Schemas and Data Modelling in Power BI - Core Concepts:
Source: Dev.to

What is Data Modelling?
Data modelling in Power BI is the practice of organizing tables and defining relationships between them. It involves analyzing different data types and creating connections that enable meaningful analysis.
Benefits of Data Modelling
- Saving time and money – Proper planning reduces unnecessary processing and investment.
- Well‑structured data system – Facilitates easy connection between business data and analysis.
- Reducing errors – Prevents redundant data from entering the system.
- Tracking and setting targets – Provides indicators and timely performance targets aligned with business objectives.
An example of data modelling in Power BI:
Schemas
Schemas are logical frameworks that organize tables, relationships, and data structures.
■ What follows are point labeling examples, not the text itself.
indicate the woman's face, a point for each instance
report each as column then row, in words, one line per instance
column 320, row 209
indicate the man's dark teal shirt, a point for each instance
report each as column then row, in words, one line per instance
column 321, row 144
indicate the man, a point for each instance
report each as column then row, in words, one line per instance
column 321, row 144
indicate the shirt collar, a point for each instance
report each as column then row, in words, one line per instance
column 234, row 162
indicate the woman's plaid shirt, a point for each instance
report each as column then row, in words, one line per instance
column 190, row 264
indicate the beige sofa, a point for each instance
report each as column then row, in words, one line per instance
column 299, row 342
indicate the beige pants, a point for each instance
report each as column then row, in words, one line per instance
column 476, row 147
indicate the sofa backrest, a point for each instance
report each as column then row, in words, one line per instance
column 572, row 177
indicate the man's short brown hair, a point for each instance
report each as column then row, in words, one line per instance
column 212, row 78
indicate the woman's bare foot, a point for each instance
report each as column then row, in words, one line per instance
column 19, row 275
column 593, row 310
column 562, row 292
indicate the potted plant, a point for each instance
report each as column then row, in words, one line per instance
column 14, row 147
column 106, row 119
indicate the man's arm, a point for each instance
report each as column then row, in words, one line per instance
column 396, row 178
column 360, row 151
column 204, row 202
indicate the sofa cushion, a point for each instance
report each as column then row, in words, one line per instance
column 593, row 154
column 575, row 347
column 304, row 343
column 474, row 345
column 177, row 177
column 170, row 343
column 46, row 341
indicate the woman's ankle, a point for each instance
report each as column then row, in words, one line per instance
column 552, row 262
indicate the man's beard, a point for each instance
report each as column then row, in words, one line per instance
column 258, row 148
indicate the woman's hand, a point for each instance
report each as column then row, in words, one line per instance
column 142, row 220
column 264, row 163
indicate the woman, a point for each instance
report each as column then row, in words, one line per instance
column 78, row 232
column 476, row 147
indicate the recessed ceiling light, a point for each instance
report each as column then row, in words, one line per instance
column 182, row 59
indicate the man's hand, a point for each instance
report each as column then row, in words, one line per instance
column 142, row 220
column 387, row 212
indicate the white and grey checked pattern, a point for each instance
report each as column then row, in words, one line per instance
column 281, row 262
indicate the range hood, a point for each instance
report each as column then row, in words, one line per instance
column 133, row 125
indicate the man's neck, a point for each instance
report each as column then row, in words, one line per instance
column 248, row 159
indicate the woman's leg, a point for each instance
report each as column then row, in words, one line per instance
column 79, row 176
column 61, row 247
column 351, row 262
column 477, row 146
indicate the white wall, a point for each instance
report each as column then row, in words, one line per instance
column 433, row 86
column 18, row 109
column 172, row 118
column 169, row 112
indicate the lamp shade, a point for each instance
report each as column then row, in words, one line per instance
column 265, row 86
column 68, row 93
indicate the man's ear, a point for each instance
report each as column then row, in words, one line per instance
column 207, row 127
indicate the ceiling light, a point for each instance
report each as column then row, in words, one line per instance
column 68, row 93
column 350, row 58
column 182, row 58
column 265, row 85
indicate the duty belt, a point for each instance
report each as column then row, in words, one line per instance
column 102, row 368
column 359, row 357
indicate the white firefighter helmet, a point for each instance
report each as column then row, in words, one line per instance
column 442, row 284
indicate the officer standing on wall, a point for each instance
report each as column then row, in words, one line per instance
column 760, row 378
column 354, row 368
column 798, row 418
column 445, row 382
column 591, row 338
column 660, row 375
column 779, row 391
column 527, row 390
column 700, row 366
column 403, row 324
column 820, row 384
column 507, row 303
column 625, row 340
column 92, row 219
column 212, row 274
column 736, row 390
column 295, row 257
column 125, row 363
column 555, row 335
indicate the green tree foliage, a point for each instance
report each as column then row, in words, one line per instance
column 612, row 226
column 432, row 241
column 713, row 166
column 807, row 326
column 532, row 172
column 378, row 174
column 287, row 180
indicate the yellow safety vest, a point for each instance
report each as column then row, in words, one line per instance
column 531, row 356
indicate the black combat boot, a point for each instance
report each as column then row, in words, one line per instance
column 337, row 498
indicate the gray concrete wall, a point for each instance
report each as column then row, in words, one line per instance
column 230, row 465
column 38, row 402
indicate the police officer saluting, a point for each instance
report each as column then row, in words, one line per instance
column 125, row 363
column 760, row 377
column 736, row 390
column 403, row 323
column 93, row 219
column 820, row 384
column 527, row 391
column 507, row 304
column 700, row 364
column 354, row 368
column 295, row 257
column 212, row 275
They act as a blueprint for the semantic model.
Star Schema
The star schema is the most commonly used schema in Power BI. It classifies tables as either dimension or fact tables.

Fact Table
A fact table contains:
- Dimension key columns that relate to dimension tables.
- Numeric measure columns.
The dimension keys determine the table’s dimensionality, while the key values set the granularity. Dimension tables usually have fewer rows, whereas fact tables can contain a large and growing number of rows.
Snowflake Schema
The snowflake schema is a variant of the star schema where dimension tables are normalized into multiple related tables.
Key Characteristics
- Hierarchical structure centered around a fact table.
- Multiple levels of dimension tables for more granular analysis.
- Joins: Typically requires more complex SQL queries involving multiple table joins.

Comparison: Star vs. Snowflake

Among the two, the star schema is more widely used because it is easier to understand, well‑defined, and enables faster querying and smoother report interaction.